The J. Paul Getty Museum in Los Angeles has returned two ancient masterpieces long claimed by Greece on grounds of illegal provenance, the Greek culture ministry said on Friday.
The items, a gold funerary wreath and a marble woman's torso, arrived on Thursday evening on an Olympic Airlines flight from New York in "excellent condition", a ministry official told AFP.
"The antiquities will be stored at the Archaeological Museum in Athens, and will be officially presented by Minister George Voulgarakis on March 29," she said.
Greece had demanded for over a decade the return of the two works, in addition to two other items yielded by the Getty last summer, arguing that they were illegally removed from the country.
The museum decided to restore the wreath and torso after seeing evidence on their provenance from the Greek culture ministry, museum director Michael Brand said in December.

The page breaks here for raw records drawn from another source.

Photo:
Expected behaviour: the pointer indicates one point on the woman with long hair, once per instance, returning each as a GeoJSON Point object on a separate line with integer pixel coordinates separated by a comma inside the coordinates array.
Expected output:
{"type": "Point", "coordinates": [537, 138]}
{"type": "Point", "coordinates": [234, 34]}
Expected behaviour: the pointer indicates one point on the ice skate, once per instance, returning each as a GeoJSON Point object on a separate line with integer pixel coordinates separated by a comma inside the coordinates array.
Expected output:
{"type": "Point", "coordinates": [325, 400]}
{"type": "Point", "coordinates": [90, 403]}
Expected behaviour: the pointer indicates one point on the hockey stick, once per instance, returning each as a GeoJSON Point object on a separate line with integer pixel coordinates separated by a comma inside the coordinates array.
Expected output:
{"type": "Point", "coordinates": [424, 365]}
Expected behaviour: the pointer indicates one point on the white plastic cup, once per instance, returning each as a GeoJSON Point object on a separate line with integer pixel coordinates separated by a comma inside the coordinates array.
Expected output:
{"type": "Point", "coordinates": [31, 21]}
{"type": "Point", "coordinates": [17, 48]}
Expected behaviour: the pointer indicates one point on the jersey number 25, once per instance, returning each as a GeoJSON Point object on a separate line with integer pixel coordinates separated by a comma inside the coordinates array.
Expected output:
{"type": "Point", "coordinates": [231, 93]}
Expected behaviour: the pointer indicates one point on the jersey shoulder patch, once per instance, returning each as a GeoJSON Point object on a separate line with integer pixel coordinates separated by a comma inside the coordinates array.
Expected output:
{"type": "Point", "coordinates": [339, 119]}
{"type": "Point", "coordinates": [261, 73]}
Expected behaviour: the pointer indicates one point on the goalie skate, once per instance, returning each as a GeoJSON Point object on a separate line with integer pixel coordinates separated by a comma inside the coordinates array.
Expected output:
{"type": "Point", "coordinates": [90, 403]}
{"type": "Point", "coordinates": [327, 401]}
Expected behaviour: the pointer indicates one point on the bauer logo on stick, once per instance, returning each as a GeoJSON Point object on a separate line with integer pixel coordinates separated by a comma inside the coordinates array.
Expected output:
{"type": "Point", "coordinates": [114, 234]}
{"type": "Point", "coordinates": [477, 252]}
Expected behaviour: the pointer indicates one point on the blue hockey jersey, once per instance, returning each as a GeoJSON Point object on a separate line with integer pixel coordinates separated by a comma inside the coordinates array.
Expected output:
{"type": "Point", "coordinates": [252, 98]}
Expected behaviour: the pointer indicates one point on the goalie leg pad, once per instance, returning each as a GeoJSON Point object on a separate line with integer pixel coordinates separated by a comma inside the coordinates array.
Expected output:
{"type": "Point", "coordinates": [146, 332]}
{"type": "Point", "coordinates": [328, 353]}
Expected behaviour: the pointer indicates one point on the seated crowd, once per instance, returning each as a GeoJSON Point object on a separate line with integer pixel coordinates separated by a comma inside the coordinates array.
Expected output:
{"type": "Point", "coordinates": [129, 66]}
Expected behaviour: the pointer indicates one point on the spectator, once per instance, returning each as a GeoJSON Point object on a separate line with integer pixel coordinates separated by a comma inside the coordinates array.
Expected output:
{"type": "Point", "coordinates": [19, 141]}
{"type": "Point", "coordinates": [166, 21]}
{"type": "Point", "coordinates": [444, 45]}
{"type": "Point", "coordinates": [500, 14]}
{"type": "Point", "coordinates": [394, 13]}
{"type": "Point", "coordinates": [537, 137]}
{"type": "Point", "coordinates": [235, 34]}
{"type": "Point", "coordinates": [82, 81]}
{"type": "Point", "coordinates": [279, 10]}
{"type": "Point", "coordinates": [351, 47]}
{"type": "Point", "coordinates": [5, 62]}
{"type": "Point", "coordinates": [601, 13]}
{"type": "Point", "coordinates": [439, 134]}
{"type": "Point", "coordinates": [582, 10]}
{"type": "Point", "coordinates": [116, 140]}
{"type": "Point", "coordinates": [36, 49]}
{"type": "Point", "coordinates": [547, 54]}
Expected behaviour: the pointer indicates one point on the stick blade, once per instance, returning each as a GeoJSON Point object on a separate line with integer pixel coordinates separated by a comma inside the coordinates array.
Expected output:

Four months previously, the Getty had also signed over ownership to a fourth-century BC engraved funeral stele, and a late fifth-century BC engraved sculpture.
The ancient gold wreath returned on Thursday is part of Greece's case against a former Getty museum curator, Marion True, who is also under investigation over 29 undeclared antiquities found last year in a Greek island villa she owns.
In addition to True, who is also on trial in Italy and denies involvement with antiquity smugglers, Greek authorities are also investigating Christophe Leon, a Swiss-based art dealer.
True and Leon are suspected of having received the Hellenistic-era wreath, which police say was illegally excavated in the northern Greek region of Macedonia in July 1993, and subsequently selling it to the Getty Museum for 1.15 million dollars (860,000 euros).
The Getty insists it never knowingly bought illegally acquired artefacts.
The Greek authorities have recently stepped up efforts to clamp down on the illegal trafficking of antiquities that has plagued the country's rich archaeology heritage for decades.